Wednesday, September 2, 2020

NSA Surveillance Was Unconstitutional

The National Security Agency program that swept up details on billions of Americans' phone calls was illegal and possibly unconstitutional, a federal appeals court ruled:

However, the unanimous three-judge panel of the 9th Circuit Court of Appeals said the role the so-called telephone metadata program played in a criminal terror-fundraising case against four Somali immigrants was so minor that it did not undermine their convictions. 

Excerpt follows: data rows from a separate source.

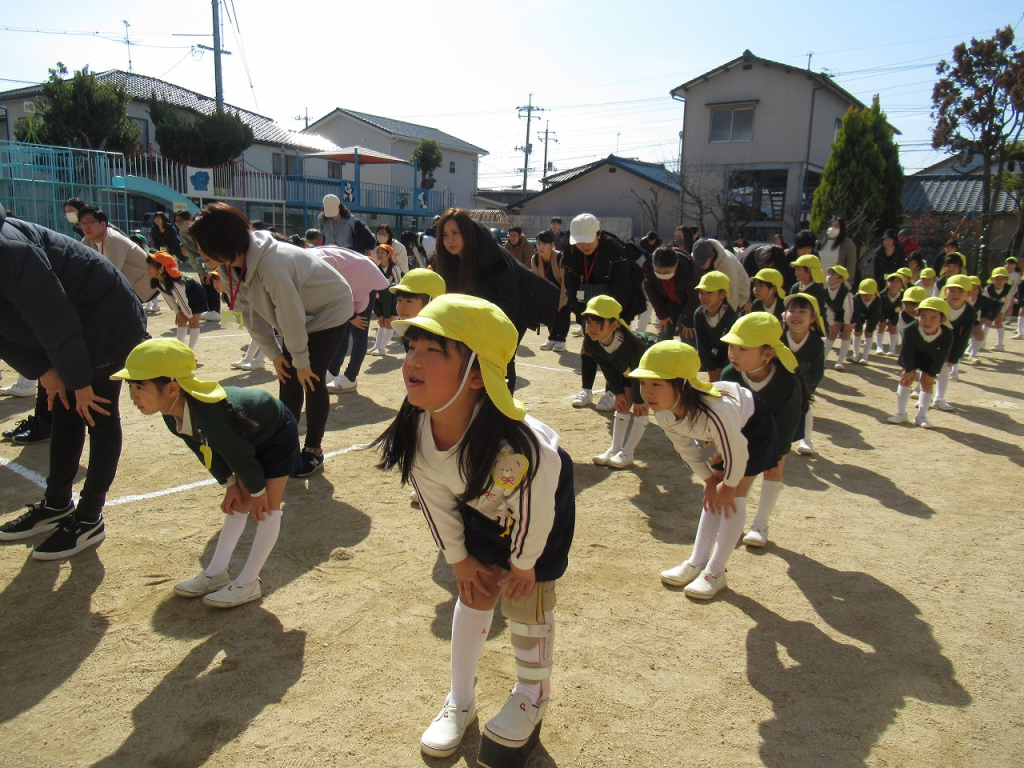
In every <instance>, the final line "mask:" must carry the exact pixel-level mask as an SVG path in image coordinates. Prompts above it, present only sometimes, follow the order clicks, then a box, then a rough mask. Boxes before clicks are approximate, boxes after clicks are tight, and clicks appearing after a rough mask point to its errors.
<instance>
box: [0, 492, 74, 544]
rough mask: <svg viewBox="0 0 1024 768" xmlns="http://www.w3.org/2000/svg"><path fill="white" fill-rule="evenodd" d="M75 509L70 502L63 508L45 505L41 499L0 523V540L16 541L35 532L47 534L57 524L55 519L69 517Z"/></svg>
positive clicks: (37, 533)
mask: <svg viewBox="0 0 1024 768" xmlns="http://www.w3.org/2000/svg"><path fill="white" fill-rule="evenodd" d="M74 511H75V503H74V502H72V503H71V504H69V505H68V506H67V507H65V508H63V509H56V508H54V507H48V506H46V500H45V499H43V501H41V502H40V503H39V504H32V505H30V506H29V511H28V512H26V513H25V514H24V515H22V516H20V517H17V518H15V519H13V520H11V521H10V522H8V523H4V524H3V525H0V542H16V541H17V540H18V539H29V538H30V537H33V536H36V535H37V534H47V532H49V531H50V530H53V528H55V527H56V526H57V521H58V520H61V519H63V518H66V517H70V516H71V514H72V513H73V512H74Z"/></svg>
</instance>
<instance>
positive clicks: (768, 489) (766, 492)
mask: <svg viewBox="0 0 1024 768" xmlns="http://www.w3.org/2000/svg"><path fill="white" fill-rule="evenodd" d="M781 493H782V481H781V480H762V481H761V499H760V500H759V501H758V514H757V515H756V516H755V518H754V522H752V523H751V527H752V528H757V527H761V528H764V529H765V530H767V529H768V518H769V517H770V516H771V511H772V510H773V509H775V504H776V503H777V502H778V495H779V494H781Z"/></svg>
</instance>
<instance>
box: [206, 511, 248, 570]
mask: <svg viewBox="0 0 1024 768" xmlns="http://www.w3.org/2000/svg"><path fill="white" fill-rule="evenodd" d="M248 519H249V513H248V512H238V511H236V510H232V511H231V514H229V515H224V524H223V525H221V526H220V536H218V537H217V547H216V549H214V551H213V559H212V560H210V564H209V565H207V566H206V574H207V575H209V577H214V575H219V574H221V573H223V572H224V571H225V570H227V566H228V565H229V564H230V562H231V553H232V552H234V548H236V546H238V543H239V539H241V538H242V531H243V530H245V529H246V520H248Z"/></svg>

The long-awaited decision is a victory for prosecutors, but some language in the court's opinion could be viewed as a rebuke of sorts to officials who defended the snooping by pointing to the case involving Basaaly Moalin and three other men found guilty by a San Diego jury in 2013 on charges of fundraising for Al-Shabaab. Judge Marsha Berzon's opinion, which contains a half-dozen references to the role of former NSA contractor and whistleblower Edward Snowden in disclosing the NSA metadata program, concludes that the "bulk collection" of such data violated the Foreign Intelligence Surveillance Act. 

The call-tracking effort began without court authorization under President George W. Bush following the Sept. 11, 2001, terrorist attacks. A similar program was approved by the secretive FISA Court beginning in 2006 and renewed numerous times, but the 9th Circuit panel said those rulings were legally flawed.